Psychometric properties of the cardiac depression scale in patients with coronary heart disease
1 Melbourne School of Psychological Sciences, The University of Melbourne, Victoria, 3010, Australia
2 Psychology Department, Royal Melbourne Hospital, Parkville, VIC, 3050, Australia
3 School of Psychology and Psychiatry, Monash University, Monash Medical Centre, 246 Clayton Rd, Clayton, VIC, 3168, Australia
4 MonashHeart, Monash Medical Centre, 246 Clayton Rd, Clayton, VIC, 3168, Australia
5 Department of Medicine, Monash University, 246 Clayton Rd, Clayton, VIC, 3168, Australia
6 Cardiovascular Research Unit, Department of Epidemiology and Preventive Medicine, Monash University, Alfred Hospital, Melbourne, VIC, 3004, Australia
7 School of Psychology and Psychiatry, Monash University, Monash Medical Centre, 246 Clayton Rd, Clayton, VIC, 3168, Australia
8 MonashHeart and Cardiovascular Research Centre, Monash Medical Centre, 246 Clayton Rd, Clayton, VIC, 3168, Australia
BMC Psychiatry 2012, 12:216 doi:10.1186/1471-244X-12-216Published: 3 December 2012
This study examined the psychometric properties of the Cardiac Depression Scale (CDS) in a sample of coronary heart disease (CHD) patients.

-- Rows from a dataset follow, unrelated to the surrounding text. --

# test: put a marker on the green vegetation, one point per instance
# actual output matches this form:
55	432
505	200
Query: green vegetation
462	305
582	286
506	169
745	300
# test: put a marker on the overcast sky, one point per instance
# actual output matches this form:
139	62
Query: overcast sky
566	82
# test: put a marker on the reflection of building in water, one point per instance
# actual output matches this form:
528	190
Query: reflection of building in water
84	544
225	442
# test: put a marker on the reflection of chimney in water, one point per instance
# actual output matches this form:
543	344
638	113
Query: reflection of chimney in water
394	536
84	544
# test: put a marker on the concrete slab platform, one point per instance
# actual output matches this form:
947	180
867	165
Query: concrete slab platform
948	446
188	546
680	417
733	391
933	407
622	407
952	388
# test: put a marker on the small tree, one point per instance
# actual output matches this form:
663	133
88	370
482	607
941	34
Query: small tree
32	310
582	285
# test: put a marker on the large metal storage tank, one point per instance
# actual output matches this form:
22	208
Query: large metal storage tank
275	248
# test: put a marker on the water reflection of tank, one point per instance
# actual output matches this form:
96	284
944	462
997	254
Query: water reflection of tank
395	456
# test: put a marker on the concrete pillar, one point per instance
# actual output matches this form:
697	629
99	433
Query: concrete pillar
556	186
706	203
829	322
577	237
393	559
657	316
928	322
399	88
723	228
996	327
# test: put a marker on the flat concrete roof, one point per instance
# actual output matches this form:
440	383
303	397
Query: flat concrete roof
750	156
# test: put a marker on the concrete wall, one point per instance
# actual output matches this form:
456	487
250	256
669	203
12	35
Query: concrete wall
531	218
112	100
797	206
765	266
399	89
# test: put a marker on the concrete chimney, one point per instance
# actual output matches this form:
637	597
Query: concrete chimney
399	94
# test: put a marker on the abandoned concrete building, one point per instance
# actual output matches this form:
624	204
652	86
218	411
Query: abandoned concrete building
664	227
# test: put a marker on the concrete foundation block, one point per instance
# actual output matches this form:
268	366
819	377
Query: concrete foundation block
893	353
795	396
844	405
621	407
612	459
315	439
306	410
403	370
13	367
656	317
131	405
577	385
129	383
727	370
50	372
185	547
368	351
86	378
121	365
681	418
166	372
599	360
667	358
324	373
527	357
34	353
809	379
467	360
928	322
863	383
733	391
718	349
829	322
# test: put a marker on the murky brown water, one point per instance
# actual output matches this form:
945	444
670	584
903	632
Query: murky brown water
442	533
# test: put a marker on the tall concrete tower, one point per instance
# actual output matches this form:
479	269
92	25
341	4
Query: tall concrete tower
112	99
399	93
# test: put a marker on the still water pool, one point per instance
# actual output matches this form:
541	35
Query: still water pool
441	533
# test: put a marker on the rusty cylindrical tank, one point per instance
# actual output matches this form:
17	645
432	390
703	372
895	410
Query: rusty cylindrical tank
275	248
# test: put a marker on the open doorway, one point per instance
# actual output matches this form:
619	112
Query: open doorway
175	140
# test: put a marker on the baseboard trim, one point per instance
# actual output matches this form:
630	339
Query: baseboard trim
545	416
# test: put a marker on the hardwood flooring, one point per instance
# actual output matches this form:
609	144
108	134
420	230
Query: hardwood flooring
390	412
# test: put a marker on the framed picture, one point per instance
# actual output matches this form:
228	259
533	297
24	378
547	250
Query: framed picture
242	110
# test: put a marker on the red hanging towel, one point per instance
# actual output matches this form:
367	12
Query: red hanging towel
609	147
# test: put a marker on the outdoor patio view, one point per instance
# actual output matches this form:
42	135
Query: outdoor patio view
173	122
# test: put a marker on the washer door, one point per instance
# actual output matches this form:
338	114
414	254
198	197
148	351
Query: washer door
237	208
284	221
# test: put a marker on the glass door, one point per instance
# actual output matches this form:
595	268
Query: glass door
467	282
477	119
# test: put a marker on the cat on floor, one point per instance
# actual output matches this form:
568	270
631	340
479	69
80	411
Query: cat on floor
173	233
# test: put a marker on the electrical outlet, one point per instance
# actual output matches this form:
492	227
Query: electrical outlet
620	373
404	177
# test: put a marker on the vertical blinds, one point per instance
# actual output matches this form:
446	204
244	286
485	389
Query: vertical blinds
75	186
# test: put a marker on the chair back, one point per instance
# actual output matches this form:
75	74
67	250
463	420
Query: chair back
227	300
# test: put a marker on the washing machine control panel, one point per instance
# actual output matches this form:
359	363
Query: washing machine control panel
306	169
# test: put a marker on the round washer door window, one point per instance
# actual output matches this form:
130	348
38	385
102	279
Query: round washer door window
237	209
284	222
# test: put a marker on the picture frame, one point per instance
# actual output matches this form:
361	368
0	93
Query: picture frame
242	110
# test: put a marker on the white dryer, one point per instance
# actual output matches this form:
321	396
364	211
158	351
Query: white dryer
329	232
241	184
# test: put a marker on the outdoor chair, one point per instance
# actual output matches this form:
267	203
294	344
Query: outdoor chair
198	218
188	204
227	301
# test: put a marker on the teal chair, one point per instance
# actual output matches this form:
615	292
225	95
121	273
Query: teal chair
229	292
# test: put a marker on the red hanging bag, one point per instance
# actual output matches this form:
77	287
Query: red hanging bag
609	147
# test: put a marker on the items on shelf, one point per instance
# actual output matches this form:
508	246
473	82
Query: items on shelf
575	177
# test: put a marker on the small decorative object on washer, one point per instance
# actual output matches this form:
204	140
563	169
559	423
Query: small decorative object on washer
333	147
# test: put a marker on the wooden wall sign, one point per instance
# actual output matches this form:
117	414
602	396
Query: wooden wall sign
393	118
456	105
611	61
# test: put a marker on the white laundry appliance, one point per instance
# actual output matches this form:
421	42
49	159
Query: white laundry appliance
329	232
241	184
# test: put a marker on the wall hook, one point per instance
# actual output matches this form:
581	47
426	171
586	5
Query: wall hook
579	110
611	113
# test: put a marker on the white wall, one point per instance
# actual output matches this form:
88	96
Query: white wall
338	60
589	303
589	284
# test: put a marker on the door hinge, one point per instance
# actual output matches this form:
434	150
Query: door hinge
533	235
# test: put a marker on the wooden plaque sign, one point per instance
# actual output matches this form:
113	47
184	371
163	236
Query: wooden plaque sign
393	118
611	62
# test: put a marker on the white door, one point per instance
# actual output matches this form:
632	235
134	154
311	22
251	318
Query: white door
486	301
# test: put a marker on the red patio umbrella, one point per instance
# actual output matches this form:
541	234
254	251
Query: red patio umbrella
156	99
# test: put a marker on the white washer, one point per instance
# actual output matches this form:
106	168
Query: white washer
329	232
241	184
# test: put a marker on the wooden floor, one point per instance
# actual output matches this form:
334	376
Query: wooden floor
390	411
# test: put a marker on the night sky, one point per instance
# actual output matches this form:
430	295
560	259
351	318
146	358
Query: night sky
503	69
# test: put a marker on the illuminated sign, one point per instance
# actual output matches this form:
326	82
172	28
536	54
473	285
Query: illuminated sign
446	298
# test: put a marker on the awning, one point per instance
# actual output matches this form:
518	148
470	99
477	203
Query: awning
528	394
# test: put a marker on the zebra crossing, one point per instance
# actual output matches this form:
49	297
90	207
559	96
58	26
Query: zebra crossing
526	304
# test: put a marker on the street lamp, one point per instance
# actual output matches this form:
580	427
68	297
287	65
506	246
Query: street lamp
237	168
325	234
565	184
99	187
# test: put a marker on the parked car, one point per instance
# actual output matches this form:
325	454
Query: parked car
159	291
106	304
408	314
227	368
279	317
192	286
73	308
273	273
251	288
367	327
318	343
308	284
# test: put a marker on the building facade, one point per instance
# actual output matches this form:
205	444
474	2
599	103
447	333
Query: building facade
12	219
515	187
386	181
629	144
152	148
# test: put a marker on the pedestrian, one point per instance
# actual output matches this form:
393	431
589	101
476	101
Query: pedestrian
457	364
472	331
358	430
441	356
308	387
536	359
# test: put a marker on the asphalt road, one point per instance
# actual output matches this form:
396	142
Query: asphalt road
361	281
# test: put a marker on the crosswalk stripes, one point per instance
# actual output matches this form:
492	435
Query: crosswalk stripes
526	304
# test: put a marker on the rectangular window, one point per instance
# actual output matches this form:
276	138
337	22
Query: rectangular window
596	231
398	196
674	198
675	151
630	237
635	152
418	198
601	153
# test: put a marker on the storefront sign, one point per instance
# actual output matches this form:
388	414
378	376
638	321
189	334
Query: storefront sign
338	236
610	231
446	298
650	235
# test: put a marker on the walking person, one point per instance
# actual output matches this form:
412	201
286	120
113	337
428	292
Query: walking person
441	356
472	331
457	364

A total of 152 patients were diagnosed with coronary heart disease and were administered the CDS along with the Beck Depression Inventory- 2 (BDI-2) and the State Trait Anxiety Inventory (STAI) 3.5-months after cardiac hospitalization.
The CDS’s factorial composition in the current sample was similar to that observed in the original scale. Varimax-rotated principal-components analyses extracted six factors, corresponding to mood, anhedonia, cognition, fear, sleep and suicide. Reliability analyses yielded internal consistency α - coefficients for the six subscales ranging from 0.62 to 0.82. The CDS showed strong concurrent validity with the BDI-II (r = 0.64). More patients were classified as severely depressed using the CDS. Both the CDS and the BDI-2 displayed significantly strong correlations with the STAI (r = 0.61 and r = 0.64), respectively.
These findings encourage the use of the CDS for measuring the range of depressive symptoms in those with CHD 3.5 months after cardiac hospitalization.